How many different instruments do you play on the new album? 


That's a good question, this is actually my most minimalistic album. There's not that many instruments. On Drones of the Desert, my previous album, there's a lot more going on instrumentally. This one, I tried to restrict it to a few elements and really focus on them. So violin is a big one, there's a lot of detuned, really heavily manipulated violin sounds. There's vocals, which do a lot of heavy lifting, on this album. And then lots and lots of programed drums, and then a little bit of FM synth as well, harmonically and accompaniment wise. There's also oddball pieces here and there, a lot of field recordings and things I've sampled.
Faithful vultures is an interesting track because that one has a lot of things going on sample wise. There's a bell tower that I sampled, chopped and looped in reverse and it's this weird, chromatic, sliding sound. I also sampled a harmonium, chopped and looped to oblivion. Yeah, lots of eclectic sounds, but also just a few instruments. And there's one guitar.

So would you say your main instrument is just the way you electronically put everything together? 


It depends on the project, sometimes yes. A lot of it is really the quilt aspect of it, the production aspect of it, but it really depends on the setting. Live a lot of the times, it’s my voice doing the heavy lifting and sometimes I'll have the synth in front of me, or just a keyboard or even a guitar.
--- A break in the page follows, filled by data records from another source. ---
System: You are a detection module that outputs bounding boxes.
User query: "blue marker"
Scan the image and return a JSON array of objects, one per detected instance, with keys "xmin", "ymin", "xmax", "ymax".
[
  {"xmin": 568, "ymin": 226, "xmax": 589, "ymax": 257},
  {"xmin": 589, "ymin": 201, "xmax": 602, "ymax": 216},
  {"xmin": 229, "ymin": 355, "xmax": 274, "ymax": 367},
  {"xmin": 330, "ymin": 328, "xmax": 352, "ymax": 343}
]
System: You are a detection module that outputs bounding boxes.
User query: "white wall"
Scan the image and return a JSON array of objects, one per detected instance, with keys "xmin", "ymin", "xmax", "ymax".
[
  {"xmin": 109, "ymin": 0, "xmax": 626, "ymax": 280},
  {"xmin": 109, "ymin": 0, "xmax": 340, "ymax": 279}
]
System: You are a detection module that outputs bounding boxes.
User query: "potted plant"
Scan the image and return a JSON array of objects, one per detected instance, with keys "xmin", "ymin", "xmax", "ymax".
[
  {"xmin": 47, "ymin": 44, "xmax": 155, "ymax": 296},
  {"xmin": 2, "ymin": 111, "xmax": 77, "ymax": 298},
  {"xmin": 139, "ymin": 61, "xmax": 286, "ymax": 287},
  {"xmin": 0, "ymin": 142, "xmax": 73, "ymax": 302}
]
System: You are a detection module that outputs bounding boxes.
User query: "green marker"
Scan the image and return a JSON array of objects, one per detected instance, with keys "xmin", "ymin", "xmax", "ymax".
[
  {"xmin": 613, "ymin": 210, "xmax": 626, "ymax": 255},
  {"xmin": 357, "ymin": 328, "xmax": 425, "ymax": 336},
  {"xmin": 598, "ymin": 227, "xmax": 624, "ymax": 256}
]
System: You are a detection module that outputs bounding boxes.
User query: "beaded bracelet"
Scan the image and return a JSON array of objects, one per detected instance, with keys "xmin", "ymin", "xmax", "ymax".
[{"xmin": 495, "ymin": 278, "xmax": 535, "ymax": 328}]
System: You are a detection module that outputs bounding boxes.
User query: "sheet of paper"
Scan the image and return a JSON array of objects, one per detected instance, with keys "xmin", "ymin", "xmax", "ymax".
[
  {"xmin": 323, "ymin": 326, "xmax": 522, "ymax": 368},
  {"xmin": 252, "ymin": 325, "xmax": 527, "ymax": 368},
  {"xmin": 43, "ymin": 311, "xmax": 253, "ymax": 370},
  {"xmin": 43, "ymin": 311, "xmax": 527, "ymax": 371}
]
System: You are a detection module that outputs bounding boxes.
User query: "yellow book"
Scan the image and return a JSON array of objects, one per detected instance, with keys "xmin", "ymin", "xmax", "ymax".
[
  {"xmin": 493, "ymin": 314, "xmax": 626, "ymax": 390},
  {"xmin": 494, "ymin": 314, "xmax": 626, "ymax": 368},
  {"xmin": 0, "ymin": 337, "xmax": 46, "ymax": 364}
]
I would say for this particular album, the main instrument is just the vocals, because there are so many ways that I like to translate songs from Samsara into vocal forward arrangements or even just voice and drone. Even a cappella, a lot of the time, I go in with the looper pedal live, and maybe like a delay reverb unit, and just sing on top of myself over and over again. So at that point, the voice is the main instrument, if not the only instrument. 

That makes sense to me that you talk about your voice being the main instrument here, because I remember when I first listened to Samsara, it was mostly the sound textures that drew me in. 
I was like ‘oh, this is like a sound texture based thing’ Then once I listened to it a bit more I realized, oh, no, there's lots of thematic things with the lyrics at work here too. Could you talk a bit about those themes?
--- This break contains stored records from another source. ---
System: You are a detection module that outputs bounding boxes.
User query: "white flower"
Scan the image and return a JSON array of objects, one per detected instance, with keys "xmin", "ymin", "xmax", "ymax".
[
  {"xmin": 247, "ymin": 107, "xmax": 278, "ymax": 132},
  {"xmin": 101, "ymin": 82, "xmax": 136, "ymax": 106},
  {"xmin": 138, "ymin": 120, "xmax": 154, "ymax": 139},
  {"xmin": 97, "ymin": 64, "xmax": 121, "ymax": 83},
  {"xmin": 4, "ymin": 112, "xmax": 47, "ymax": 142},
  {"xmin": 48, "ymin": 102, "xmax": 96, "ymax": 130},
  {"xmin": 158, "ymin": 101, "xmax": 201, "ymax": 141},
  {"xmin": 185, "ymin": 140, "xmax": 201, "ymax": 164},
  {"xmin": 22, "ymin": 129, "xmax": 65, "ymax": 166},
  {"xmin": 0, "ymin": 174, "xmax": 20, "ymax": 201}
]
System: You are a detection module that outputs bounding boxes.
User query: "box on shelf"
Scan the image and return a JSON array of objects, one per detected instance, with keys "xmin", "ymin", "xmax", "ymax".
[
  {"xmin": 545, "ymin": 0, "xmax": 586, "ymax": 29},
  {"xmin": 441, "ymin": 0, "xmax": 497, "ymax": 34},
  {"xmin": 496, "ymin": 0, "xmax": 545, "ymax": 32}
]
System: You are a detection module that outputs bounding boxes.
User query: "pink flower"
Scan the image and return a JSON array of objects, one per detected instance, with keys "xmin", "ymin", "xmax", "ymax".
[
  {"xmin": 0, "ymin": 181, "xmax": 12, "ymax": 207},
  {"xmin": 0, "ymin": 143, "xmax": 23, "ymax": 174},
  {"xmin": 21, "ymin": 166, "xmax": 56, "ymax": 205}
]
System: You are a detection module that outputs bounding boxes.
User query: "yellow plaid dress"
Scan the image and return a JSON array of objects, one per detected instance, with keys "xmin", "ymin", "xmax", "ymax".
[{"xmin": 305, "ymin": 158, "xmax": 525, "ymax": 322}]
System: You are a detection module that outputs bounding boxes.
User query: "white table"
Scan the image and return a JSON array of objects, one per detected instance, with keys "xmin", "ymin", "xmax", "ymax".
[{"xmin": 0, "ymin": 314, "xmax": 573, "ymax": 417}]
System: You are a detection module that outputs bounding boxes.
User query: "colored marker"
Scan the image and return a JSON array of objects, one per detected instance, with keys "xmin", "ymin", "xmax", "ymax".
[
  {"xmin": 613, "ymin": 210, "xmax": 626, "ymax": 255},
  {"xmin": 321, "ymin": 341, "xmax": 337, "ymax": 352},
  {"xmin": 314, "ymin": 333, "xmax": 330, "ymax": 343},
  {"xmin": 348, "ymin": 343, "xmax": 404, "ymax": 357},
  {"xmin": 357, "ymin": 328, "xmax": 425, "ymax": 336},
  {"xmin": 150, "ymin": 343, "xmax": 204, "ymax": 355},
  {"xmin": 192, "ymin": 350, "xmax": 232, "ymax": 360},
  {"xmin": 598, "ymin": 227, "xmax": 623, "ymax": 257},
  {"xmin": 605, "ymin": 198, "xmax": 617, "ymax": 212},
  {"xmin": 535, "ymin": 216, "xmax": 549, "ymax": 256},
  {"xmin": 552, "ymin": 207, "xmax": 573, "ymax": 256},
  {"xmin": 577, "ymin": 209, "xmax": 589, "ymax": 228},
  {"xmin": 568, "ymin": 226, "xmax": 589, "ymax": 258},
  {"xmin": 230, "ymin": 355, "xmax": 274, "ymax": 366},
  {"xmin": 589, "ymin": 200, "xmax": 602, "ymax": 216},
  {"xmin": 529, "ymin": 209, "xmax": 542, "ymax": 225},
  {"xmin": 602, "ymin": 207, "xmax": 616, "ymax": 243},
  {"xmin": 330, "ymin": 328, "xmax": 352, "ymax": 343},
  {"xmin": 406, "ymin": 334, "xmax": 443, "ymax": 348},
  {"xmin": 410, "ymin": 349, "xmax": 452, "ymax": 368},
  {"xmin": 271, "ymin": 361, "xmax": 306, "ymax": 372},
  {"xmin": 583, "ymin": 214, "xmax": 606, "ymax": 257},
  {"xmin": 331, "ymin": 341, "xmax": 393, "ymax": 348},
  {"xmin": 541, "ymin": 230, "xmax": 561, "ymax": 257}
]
Yeah, so there's 3 characters in Samsara. We've got the deer and the snake and the vulture. They were all selected because of their relationship with death and reincarnation. That's super central. The deer with chronic wasting disease drew me in the most, the idea of something so earthly being in limbo between being alive and just being dead. That was the most literal example of a zombie I could think of, the most earthly example that's not supernatural. And then we have the vulture whose job, or whose way of surviving, is very related to death. The appetite for death, the most literal sense, is where the vulture's coming from. The idea of living off of death, which is kind of paradoxical. Then the snake, the Oroboro specifically. That symbol was a big deal, because across mythologies and across traditions there's always an underlying concept of reincarnation, or self consumption to the point of rebirth, to the point of re-death. And then the idea of the snake eating itself was also interesting because there's a big theme of introspection to the extreme point of self-consumption, and I think the snake, the orboros, was a really good example of that. 

Those are the most prevalent in terms of what you can directly see within the songwriting. I do tend to switch perspectives a lot, maybe like an ensemble cast. Faithful vulture, you're in the vulture's perspective, the altars is [from] the deer's perspective, and so is chronic wasting disease, Then ouroboros is in the snake’s perspective. 

I think I was also really fascinated with the idea of cyclical decay and reincarnation. Finding reincarnation in everyday things like waking up and going to sleep, or digesting food, maybe.